A recent Karnataka law mandating 1-year compulsory rural service after MBBS has faced legal challenges, with doctors arguing it constitutes “bonded labour” under constitutional provisions. The Supreme Court has entertained multiple petitions questioning the legality of such bonds, though most states continue enforcement.
International Success Stories: What India Could Learn
Several countries have successfully reversed medical brain drain. They didn’t do it through punitive bonds, but strategic incentives:
Taiwan’s Transformation
Taiwan experienced severe brain drain from the 1950s-1970s but reversed it by the 1980s through:
Competitive research grants matching US levels
World-class laboratory infrastructure investments
Dual appointment systems allowing academics to maintain international collaborations
Tax incentives for returning professionals
A ResearchGate study notes Taiwan’s success came from “various economic incentives” rather than mandatory service requirements.
China’s Thousand Talents Program
Since 2008, China has recruited over 8,000 overseas scientists back through:
Startup funding ($150,000-500,000 per researcher)

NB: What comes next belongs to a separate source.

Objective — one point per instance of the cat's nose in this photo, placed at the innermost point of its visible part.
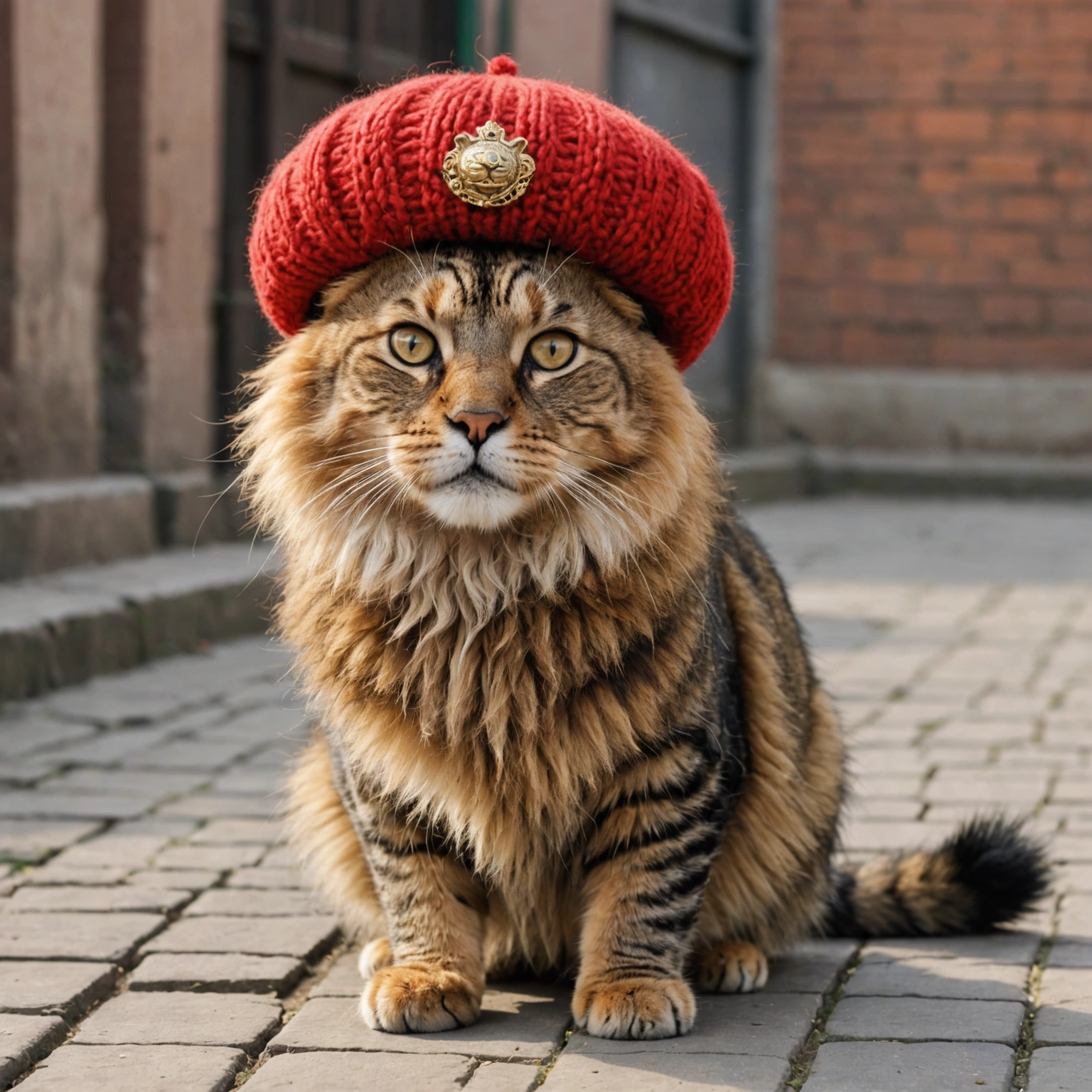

Housing subsidies in major cities
Guaranteed research positions at top universities
Annual salary supplements
As of 2021, 67% of relocated scientists now move to China, up from minimal numbers in 2010.
South Korea’s Challenges
Interestingly, South Korea—despite economic development—faces renewed brain drain as 99% of medical students boycotted classes in 2024 protesting a 65% increase in medical school admissions without infrastructure improvements. This suggests that simply increasing seats, as India plans with 75,000 new MBBS positions, may backfire without addressing working conditions.
Beyond Bonds: What India Actually Needs
Research consistently shows coercive retention fails. A 2021 Global Health NOW analysis concluded: “We propose primary policy solutions that focus on motivating doctors to engage in rural service, not mandating it.”

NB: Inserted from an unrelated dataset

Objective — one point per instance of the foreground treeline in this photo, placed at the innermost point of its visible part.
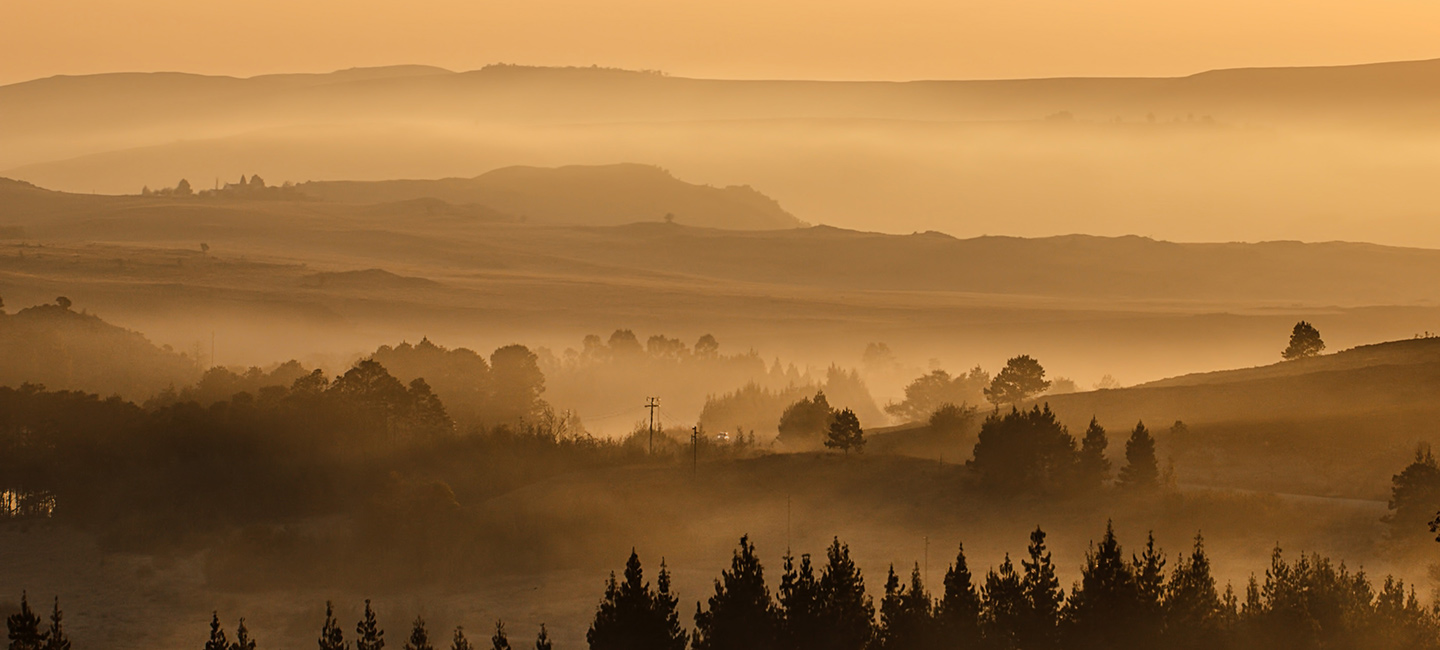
(1121, 601)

Evidence-based alternatives include:
Competitive Compensation: Close the PPP gap through higher public sector salaries and loan forgiveness programs (similar to US Public Service Loan Forgiveness)
Infrastructure Parity: Make Minister Nadda’s claims reality. Actually bring 80% of facilities up to IPHS standards with modern equipment, reliable electricity, and diagnostic capabilities
Career Pathways: Create research opportunities and specialization tracks in underserved areas rather than dead-end postings
Lifestyle Provisions: Provide housing, schooling for children, and spouse employment in rural postings
Flexible Models: Allow urban doctors to contribute through telemedicine, periodic rotations, or mentorship rather than blanket mandates
Exit Tax Alternative: Instead of bonds, implement a progressive tax on foreign-earned medical income that funds rural health infrastructure, benefiting from emigration rather than fighting it.
Sources:
Indian Express


A good analysis. Also, provide security to doctors who are frequently attacked by patients' relatives when their loved one dies in a government hospital--use heavy monetary penalties. And jail and impose heavy monetary penalties on political parties when their members vandalize hospitals and attack doctors when their political leaders die.
Have read that the government public hospitals are not very good but thought it was mostly in rural areas. Not sure what could be done. It seems like infrastructure and operating costs are huge with no way they can be reduced. Maybe see what other countries did but their population numbers are usually not so high as India's.